-Perküsyon-
Eskidi ruhum kime hesap sorayım, kaç mandala satayım hangi bit pazarına çıkayım.
Eskidi ruhum nerede onarayım, onarmak mühendis işi ben iyisi mi bir terziye yamatayım.
Sahi eskidi ruhum gacır gucur sesler geliyor,
Söylesenize diye çıkışsam size
Diyeceksiniz ki hep bir ağızdan; biz nereden bilelim,
Söylemek sizin söylememek benim şiirim.
Eskidi ruhum, vakti geldi artık, çırpsanız ya bir yorgancıda,
Rutubetli ve serindir dükkanı onun.
Hiç duymadım eskiyen ruhların pazarını, öğrenmek gerek nerede onların loncası.

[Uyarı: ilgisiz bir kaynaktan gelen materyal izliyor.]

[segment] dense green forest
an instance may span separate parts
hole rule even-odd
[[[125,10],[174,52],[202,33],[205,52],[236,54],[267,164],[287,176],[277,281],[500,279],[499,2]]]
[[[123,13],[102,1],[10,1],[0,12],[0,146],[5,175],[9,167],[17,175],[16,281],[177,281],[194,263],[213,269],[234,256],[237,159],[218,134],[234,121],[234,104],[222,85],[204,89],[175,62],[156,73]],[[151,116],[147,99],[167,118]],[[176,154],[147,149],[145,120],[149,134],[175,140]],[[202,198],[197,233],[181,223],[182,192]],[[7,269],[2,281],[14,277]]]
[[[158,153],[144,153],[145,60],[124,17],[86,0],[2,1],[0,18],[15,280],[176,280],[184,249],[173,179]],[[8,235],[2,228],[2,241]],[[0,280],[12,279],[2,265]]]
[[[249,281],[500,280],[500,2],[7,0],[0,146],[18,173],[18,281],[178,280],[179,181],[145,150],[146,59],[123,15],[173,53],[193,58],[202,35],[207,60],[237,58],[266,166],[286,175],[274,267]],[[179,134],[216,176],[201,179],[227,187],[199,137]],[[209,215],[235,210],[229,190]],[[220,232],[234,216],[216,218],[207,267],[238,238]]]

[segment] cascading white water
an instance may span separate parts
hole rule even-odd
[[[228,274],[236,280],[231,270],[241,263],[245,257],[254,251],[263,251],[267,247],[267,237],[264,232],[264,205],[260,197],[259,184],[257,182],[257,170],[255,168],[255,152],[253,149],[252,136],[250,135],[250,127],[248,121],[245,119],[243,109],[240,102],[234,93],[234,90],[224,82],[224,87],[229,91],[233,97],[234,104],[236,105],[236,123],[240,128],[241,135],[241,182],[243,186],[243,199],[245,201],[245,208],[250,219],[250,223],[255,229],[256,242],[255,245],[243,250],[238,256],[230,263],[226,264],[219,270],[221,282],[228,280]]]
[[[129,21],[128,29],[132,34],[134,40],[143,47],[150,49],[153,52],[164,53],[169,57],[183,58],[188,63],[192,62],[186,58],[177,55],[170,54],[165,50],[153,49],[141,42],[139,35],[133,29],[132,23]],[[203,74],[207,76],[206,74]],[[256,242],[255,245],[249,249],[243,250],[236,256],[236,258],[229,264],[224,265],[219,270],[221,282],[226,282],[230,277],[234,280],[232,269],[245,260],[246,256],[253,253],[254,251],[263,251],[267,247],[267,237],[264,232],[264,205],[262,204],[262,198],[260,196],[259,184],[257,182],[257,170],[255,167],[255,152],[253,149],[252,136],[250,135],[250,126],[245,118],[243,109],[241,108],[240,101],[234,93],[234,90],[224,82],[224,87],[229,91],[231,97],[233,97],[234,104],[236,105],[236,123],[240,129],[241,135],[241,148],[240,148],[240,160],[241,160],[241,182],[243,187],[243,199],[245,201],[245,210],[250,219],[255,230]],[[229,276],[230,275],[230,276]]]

Siz iyisi mi eskiyen ruhları pek düşünmeyi verin,
Kimsesizlerin mezarlığı pavyon sayılır onların arafında
Sahi sizinkileri bilmem ama benim gömdüğüm ölüler hiç kokmuyordu.
Öyle sakin ölüler, telaşsız ölüler, sanki çok öncesinde ölmüş, ruhları eskimiş ama bir türlü ölecek zamanı bulamamış ölüler
Sahi ölmek bir mesele gibi gözüküyor gündüzleri,
Geceleriyse daha çok bir roman gibi.